Keep It Together, No Matter What. : En studie i maskulinitet, kroppsfixering och manlig identitet.

Detta är en Kandidat-uppsats från Konstfack/Ädellab/Metallformgivning

Sammanfattning: Gregory. P. Stone writes in ”Apperance and the self, Dress and identity” published in Arnold. M. Rose anthology Human Behavior and Social Processes; an Interactionist Approach. (New York: Houghton Mifflin 1962) P. 94  ”To situate the person as a social object is to bring him together with other objects so         situated, and, at the same time to set him apart from still other objects. Identity is            intrinsically associated with all the social joinings and departures of social life. To have an identity is to join with some and depart from others, to enter and leave social relations at once.” This quote became the starting point for my thesis, together with my own experiences of the situation in the changing room.
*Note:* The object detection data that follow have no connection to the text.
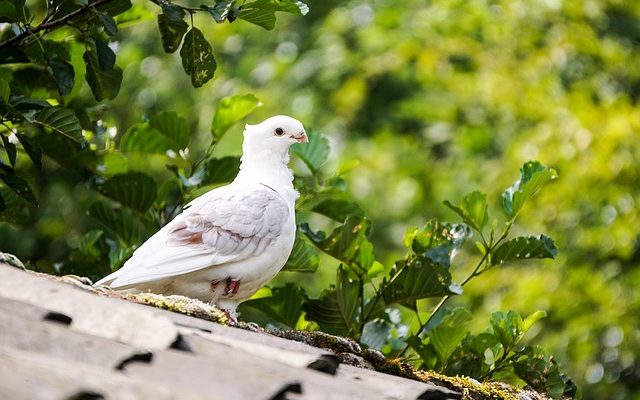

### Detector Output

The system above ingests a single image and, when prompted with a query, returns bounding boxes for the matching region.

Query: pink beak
[293,131,309,143]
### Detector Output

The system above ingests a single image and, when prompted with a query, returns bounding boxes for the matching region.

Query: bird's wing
[96,184,290,287]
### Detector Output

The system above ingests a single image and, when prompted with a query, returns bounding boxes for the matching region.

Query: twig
[0,0,114,49]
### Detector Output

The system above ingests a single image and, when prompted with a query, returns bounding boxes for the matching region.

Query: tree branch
[0,0,114,49]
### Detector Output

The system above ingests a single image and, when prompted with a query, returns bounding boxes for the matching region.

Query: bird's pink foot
[224,278,240,296]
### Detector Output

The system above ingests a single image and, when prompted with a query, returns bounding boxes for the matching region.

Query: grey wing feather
[96,185,290,287]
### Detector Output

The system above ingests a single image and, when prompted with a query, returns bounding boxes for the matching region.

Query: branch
[0,0,114,49]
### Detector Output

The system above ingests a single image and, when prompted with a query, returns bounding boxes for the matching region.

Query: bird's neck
[235,149,293,193]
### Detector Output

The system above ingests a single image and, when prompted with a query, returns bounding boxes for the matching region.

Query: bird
[95,115,309,322]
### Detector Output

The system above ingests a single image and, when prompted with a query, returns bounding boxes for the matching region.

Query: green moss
[122,293,229,325]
How identity gets constructed out from the   parallels and/or distinctions one do to other bodies. How the will to transform the body to something else can drive a person to the extreme. An obsession for training or an eating disorder can become tools for this transformation. But it´s still a taboo for men to talk about their weaknesses, therefore my work strives to open up the discussion about the male body. The physical work connected to the essay aims to create jewelry as tools for communicating the suppressed emotions associated to an eating-dissorder, and lift the shame from the person exposed to the illness. The objects materialized based on the result from several interviews and the stories that the persons shared with me.